Bush's main justification for war was the assertion that Iraq had weapons of mass destruction, but none has been found.

The administration also has not located terrorist mastermind Usama bin Laden (search) nor Iraqi leader Saddam Hussein, though a U.S. raid Tuesday killed four Iraqis, including Saddam's sons.

Several of the president's backers acknowledged that the crowded field of nine Democratic presidential candidates has been invigorated by the president's trio of troubles -- intelligence, postwar Iraq and the economy.

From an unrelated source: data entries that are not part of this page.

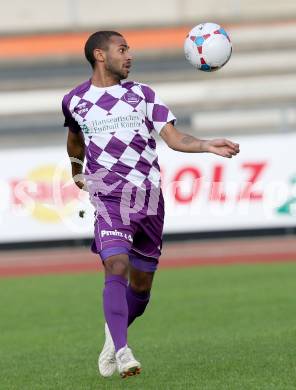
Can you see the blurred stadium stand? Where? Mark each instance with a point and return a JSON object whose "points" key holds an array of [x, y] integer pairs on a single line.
{"points": [[254, 93]]}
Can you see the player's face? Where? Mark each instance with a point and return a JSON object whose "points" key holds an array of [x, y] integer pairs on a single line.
{"points": [[118, 60]]}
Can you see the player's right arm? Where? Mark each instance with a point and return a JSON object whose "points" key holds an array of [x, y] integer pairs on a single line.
{"points": [[76, 152]]}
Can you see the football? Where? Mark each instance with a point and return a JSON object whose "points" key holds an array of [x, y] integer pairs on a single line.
{"points": [[208, 47]]}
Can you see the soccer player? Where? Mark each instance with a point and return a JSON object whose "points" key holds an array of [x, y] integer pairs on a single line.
{"points": [[112, 123]]}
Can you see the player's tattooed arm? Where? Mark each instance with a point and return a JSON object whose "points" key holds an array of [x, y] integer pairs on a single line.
{"points": [[182, 142], [76, 153]]}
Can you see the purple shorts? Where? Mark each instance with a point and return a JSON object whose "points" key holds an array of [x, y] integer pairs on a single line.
{"points": [[139, 235]]}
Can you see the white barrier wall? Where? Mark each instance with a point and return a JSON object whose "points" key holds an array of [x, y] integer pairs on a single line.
{"points": [[53, 15], [257, 189]]}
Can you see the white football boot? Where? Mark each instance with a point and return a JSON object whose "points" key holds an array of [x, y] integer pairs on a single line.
{"points": [[127, 365], [107, 361]]}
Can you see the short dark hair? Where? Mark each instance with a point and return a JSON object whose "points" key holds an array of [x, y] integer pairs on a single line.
{"points": [[98, 40]]}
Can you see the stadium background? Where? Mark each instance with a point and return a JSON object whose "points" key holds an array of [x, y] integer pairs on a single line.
{"points": [[248, 218]]}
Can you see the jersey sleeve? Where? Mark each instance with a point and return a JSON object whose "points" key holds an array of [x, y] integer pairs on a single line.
{"points": [[69, 120], [158, 113]]}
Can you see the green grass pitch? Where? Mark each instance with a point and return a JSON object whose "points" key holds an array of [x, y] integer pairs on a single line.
{"points": [[207, 328]]}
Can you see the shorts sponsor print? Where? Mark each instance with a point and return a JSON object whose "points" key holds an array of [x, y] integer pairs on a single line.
{"points": [[141, 237]]}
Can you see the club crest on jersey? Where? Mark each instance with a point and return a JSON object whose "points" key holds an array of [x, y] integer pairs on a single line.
{"points": [[131, 98]]}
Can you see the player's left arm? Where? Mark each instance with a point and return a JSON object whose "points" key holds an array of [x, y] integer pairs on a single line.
{"points": [[182, 142]]}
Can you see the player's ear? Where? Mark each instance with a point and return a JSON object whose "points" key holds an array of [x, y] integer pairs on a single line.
{"points": [[99, 55]]}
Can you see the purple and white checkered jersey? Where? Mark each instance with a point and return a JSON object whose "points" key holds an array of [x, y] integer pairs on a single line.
{"points": [[118, 124]]}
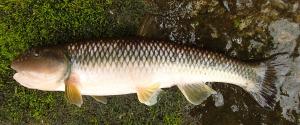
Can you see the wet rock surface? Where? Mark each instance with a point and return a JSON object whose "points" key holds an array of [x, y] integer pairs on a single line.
{"points": [[249, 30]]}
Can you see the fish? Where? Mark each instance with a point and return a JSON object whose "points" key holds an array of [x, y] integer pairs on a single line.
{"points": [[107, 67]]}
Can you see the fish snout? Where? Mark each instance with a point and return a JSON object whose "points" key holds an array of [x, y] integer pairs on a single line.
{"points": [[16, 63]]}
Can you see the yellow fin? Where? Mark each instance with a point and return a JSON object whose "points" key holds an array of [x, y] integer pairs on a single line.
{"points": [[196, 93], [149, 94], [101, 99], [72, 91]]}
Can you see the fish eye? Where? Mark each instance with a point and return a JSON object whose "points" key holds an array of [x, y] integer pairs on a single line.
{"points": [[35, 54]]}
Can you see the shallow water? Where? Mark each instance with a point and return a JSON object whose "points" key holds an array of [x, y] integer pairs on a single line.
{"points": [[245, 29]]}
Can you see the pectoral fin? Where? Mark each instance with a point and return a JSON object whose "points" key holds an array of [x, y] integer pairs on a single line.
{"points": [[72, 91], [196, 93], [101, 99], [149, 94]]}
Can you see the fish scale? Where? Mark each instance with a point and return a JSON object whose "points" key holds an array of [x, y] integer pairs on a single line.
{"points": [[111, 55], [117, 66]]}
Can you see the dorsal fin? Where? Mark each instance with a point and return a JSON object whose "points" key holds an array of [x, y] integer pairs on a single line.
{"points": [[196, 93]]}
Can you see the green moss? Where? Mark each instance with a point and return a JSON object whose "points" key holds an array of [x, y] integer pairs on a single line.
{"points": [[24, 24]]}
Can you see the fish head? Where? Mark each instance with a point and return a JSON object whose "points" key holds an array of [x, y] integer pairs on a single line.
{"points": [[41, 68]]}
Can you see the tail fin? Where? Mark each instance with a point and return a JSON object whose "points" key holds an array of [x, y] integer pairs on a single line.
{"points": [[265, 91]]}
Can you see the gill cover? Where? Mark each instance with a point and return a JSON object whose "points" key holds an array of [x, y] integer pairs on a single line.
{"points": [[41, 68]]}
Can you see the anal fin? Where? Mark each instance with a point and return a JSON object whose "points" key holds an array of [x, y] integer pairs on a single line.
{"points": [[101, 99], [196, 93], [149, 94], [72, 90]]}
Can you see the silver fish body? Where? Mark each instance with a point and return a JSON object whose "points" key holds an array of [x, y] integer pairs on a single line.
{"points": [[118, 66], [113, 65]]}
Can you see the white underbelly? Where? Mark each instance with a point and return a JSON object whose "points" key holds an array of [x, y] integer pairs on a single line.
{"points": [[123, 81]]}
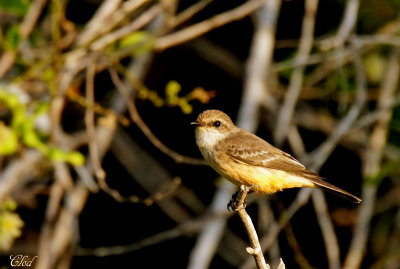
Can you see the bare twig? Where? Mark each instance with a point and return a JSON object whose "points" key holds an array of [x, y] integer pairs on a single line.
{"points": [[145, 129], [90, 125], [258, 66], [255, 248], [203, 27], [140, 22], [108, 15], [296, 79], [346, 27], [319, 156], [26, 27], [208, 239], [371, 166]]}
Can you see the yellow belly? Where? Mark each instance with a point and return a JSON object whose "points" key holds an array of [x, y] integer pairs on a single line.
{"points": [[263, 179]]}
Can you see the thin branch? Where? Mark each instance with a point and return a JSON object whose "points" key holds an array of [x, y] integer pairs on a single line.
{"points": [[26, 27], [371, 166], [259, 62], [319, 155], [346, 27], [296, 79], [145, 129], [140, 22], [203, 27], [255, 248], [90, 125]]}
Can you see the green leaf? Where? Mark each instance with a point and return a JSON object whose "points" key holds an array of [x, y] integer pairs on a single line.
{"points": [[13, 37], [76, 158], [8, 140], [17, 7], [171, 90], [133, 39]]}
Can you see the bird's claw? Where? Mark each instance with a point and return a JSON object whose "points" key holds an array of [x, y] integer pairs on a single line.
{"points": [[234, 204]]}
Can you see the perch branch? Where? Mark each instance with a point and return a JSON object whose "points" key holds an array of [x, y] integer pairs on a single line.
{"points": [[255, 248]]}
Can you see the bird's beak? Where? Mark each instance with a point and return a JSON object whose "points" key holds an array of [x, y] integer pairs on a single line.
{"points": [[196, 122]]}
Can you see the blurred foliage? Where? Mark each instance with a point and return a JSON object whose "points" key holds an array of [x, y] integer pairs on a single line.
{"points": [[172, 98], [10, 224], [17, 7], [22, 128]]}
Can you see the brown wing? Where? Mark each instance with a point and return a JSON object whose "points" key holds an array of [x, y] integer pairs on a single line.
{"points": [[254, 151]]}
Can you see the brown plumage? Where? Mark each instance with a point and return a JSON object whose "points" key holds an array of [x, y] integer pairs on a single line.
{"points": [[244, 158]]}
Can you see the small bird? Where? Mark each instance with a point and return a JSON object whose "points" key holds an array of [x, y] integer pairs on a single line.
{"points": [[245, 159]]}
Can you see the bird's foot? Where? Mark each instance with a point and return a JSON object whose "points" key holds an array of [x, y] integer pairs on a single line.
{"points": [[238, 201], [234, 203]]}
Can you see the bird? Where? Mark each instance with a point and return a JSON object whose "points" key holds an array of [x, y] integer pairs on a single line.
{"points": [[246, 159]]}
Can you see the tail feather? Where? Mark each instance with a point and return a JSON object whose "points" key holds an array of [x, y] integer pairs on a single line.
{"points": [[333, 189]]}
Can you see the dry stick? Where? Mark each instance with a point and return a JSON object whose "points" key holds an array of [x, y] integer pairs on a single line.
{"points": [[144, 128], [319, 155], [89, 121], [319, 202], [189, 12], [100, 21], [203, 27], [26, 27], [371, 166], [346, 27], [255, 248], [296, 79], [315, 161], [257, 68], [19, 172], [107, 16], [145, 18]]}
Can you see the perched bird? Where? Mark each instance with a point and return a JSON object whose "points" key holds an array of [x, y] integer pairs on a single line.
{"points": [[245, 159]]}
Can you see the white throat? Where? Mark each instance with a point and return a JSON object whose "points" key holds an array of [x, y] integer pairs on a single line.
{"points": [[208, 138]]}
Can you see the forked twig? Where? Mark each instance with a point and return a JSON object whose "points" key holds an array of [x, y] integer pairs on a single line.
{"points": [[255, 248]]}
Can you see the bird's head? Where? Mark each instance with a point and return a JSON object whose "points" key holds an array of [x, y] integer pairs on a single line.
{"points": [[212, 126]]}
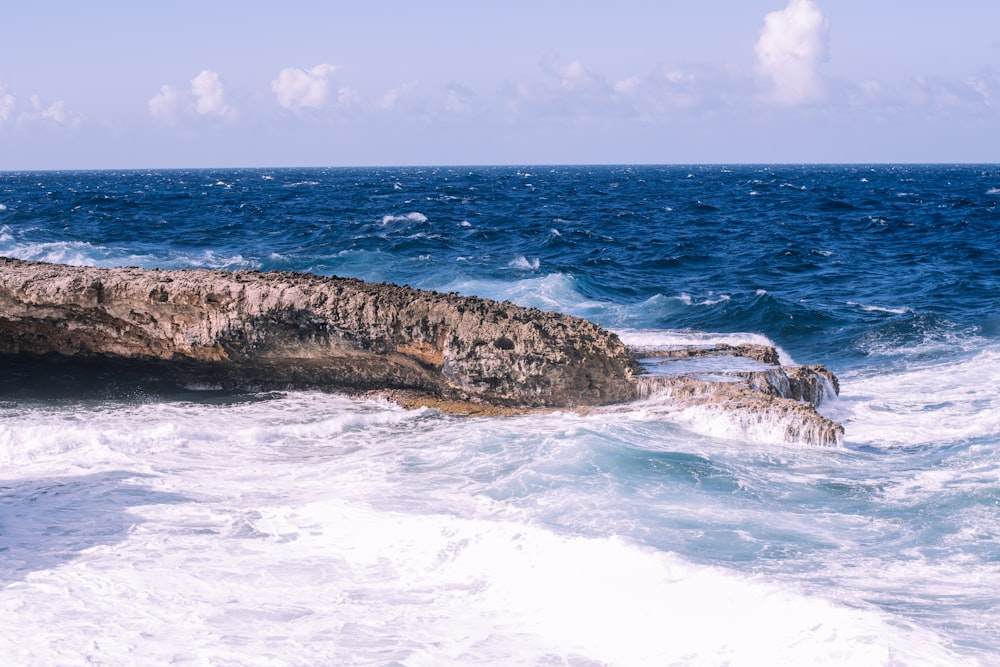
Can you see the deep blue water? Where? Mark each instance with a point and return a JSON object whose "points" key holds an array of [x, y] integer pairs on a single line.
{"points": [[888, 274]]}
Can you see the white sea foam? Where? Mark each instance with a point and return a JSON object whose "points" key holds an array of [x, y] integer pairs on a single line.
{"points": [[660, 339], [523, 263], [928, 403], [881, 309], [318, 530], [415, 216]]}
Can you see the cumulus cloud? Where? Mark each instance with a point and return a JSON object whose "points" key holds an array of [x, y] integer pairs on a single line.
{"points": [[164, 104], [303, 88], [205, 97], [55, 113], [574, 75], [7, 102], [792, 45], [210, 97]]}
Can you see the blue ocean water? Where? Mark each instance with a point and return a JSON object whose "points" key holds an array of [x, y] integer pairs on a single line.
{"points": [[296, 528]]}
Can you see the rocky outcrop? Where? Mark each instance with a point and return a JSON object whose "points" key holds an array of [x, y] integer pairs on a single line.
{"points": [[757, 398], [461, 354], [286, 329]]}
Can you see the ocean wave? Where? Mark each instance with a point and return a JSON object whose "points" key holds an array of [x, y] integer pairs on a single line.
{"points": [[661, 339], [924, 403], [415, 216], [881, 309], [524, 264]]}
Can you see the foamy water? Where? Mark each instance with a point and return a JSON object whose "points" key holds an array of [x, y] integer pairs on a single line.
{"points": [[157, 525]]}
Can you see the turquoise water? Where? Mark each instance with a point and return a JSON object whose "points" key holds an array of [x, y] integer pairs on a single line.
{"points": [[143, 524]]}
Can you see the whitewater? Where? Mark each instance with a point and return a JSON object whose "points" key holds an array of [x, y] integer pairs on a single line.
{"points": [[142, 523]]}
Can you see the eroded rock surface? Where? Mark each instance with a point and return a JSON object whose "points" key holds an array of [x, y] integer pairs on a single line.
{"points": [[744, 387], [460, 354], [249, 328]]}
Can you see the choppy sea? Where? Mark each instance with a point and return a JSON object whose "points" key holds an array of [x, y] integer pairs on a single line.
{"points": [[142, 524]]}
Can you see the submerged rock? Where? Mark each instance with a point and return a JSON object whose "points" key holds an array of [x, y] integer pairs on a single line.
{"points": [[741, 390], [248, 329]]}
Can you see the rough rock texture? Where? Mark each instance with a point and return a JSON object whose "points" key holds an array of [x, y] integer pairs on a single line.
{"points": [[285, 329], [459, 354], [775, 403]]}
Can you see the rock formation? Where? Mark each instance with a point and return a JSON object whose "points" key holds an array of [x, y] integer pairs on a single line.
{"points": [[274, 330], [464, 354]]}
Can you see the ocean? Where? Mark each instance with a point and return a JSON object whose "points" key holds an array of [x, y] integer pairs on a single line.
{"points": [[149, 524]]}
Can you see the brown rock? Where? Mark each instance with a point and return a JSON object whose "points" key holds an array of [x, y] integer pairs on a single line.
{"points": [[285, 329]]}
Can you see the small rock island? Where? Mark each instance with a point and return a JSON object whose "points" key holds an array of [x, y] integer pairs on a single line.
{"points": [[291, 330]]}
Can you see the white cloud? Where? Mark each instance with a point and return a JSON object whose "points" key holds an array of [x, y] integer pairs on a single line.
{"points": [[792, 45], [7, 103], [52, 112], [574, 76], [210, 97], [164, 104], [205, 97], [298, 88]]}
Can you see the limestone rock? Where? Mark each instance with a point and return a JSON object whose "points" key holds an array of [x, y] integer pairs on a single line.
{"points": [[286, 329]]}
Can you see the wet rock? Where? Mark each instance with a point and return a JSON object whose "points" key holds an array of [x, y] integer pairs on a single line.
{"points": [[466, 355], [272, 330]]}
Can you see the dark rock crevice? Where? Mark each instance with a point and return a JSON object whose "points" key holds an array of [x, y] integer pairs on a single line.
{"points": [[256, 330]]}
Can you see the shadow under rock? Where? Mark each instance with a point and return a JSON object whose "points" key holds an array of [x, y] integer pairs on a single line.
{"points": [[47, 522]]}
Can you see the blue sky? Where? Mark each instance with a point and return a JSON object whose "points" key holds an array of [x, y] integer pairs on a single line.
{"points": [[105, 84]]}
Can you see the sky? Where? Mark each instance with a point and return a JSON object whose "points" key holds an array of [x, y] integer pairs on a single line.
{"points": [[116, 85]]}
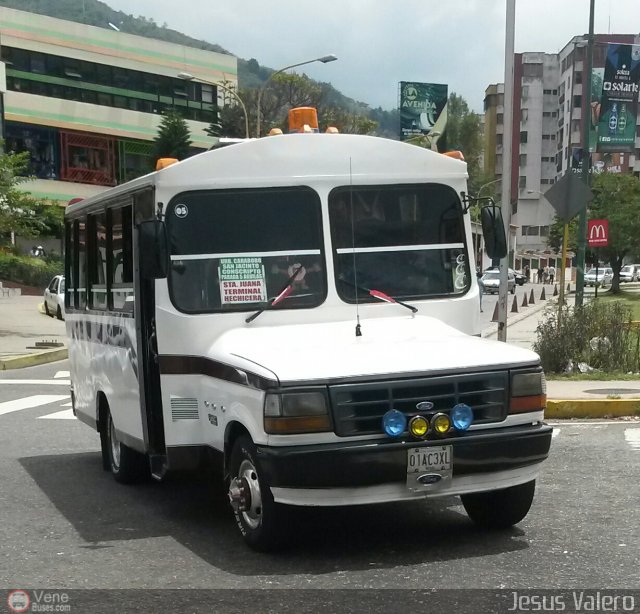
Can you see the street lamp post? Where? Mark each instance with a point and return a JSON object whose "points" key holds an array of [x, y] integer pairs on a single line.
{"points": [[324, 59], [189, 77]]}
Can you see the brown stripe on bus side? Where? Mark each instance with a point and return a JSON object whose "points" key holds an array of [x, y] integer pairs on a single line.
{"points": [[199, 365]]}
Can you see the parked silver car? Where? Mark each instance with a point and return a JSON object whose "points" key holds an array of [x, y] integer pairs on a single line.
{"points": [[630, 272], [604, 276], [491, 281], [54, 298]]}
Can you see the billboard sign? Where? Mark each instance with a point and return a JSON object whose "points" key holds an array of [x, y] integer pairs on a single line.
{"points": [[617, 111], [598, 233], [421, 104]]}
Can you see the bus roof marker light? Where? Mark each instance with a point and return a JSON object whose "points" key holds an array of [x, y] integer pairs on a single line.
{"points": [[461, 416], [394, 423]]}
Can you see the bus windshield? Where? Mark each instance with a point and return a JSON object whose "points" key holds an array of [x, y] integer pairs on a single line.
{"points": [[235, 250], [404, 240]]}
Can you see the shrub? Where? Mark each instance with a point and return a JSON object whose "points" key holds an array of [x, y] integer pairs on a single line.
{"points": [[598, 334], [27, 270]]}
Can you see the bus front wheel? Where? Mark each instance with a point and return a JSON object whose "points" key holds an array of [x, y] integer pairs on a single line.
{"points": [[259, 518], [127, 465]]}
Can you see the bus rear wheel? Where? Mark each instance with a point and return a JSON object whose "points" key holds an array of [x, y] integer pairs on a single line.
{"points": [[127, 465], [259, 518], [500, 509]]}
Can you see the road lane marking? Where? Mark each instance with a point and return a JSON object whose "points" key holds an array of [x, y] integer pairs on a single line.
{"points": [[632, 437], [30, 402], [65, 414], [37, 382]]}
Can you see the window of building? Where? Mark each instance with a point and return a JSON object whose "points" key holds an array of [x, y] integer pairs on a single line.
{"points": [[87, 158]]}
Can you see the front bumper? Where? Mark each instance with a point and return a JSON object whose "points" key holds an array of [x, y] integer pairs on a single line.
{"points": [[509, 454]]}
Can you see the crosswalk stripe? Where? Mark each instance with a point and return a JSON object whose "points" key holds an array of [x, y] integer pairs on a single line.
{"points": [[29, 402], [632, 436], [65, 414], [36, 382]]}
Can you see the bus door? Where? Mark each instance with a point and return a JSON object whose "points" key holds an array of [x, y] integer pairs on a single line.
{"points": [[148, 367]]}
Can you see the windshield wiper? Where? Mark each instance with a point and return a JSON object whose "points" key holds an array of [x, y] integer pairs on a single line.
{"points": [[284, 293], [382, 296]]}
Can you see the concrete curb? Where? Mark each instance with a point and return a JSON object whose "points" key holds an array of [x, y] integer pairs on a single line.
{"points": [[592, 408], [37, 358]]}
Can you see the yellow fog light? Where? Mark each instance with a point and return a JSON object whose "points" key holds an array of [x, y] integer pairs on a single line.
{"points": [[441, 424], [418, 426]]}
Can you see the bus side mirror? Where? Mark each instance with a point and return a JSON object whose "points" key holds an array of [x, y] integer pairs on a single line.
{"points": [[495, 240], [154, 249]]}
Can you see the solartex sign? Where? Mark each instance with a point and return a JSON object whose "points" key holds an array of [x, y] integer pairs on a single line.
{"points": [[614, 116], [598, 233]]}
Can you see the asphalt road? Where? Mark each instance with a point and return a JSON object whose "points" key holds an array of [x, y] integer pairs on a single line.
{"points": [[66, 523]]}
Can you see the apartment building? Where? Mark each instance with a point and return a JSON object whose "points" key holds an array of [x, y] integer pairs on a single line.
{"points": [[86, 102], [549, 101]]}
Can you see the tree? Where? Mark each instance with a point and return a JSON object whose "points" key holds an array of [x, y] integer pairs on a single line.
{"points": [[617, 199], [18, 209], [173, 139], [464, 133]]}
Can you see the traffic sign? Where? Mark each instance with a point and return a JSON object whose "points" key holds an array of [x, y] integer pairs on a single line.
{"points": [[598, 233]]}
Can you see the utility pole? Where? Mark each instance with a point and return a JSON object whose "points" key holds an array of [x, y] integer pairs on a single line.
{"points": [[507, 145], [586, 161]]}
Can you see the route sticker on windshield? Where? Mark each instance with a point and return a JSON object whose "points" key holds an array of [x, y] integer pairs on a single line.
{"points": [[242, 280]]}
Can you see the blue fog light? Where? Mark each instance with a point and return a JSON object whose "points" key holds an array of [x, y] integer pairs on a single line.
{"points": [[394, 423], [461, 416]]}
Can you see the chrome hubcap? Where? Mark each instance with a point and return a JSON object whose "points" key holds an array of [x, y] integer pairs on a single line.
{"points": [[245, 495]]}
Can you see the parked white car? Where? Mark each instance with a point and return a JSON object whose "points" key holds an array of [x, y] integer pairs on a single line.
{"points": [[604, 276], [54, 298], [630, 272]]}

Recent polls show that just over half of Americans disapprove of Bush's handling of the economy.

"The economy is touch and go," said Dick Taylor, an RNC member from Maryland. "I've got to believe it recovers really fast. If not, obviously we'll be in some trouble."

Republicans said there will be trouble for Bush if postwar Iraq continues to claim the lives of American troops. Another U.S. solider was killed Tuesday, bringing the total killed in action to 153 -- six more than during the 1991 Gulf War.

"This guerrilla warfare is disturbing," Hammerschmidt said.

He ended with a word of advice for Bush.

"Talk very frankly and candidly to the American people," the Arkansan said. "That has been your strength."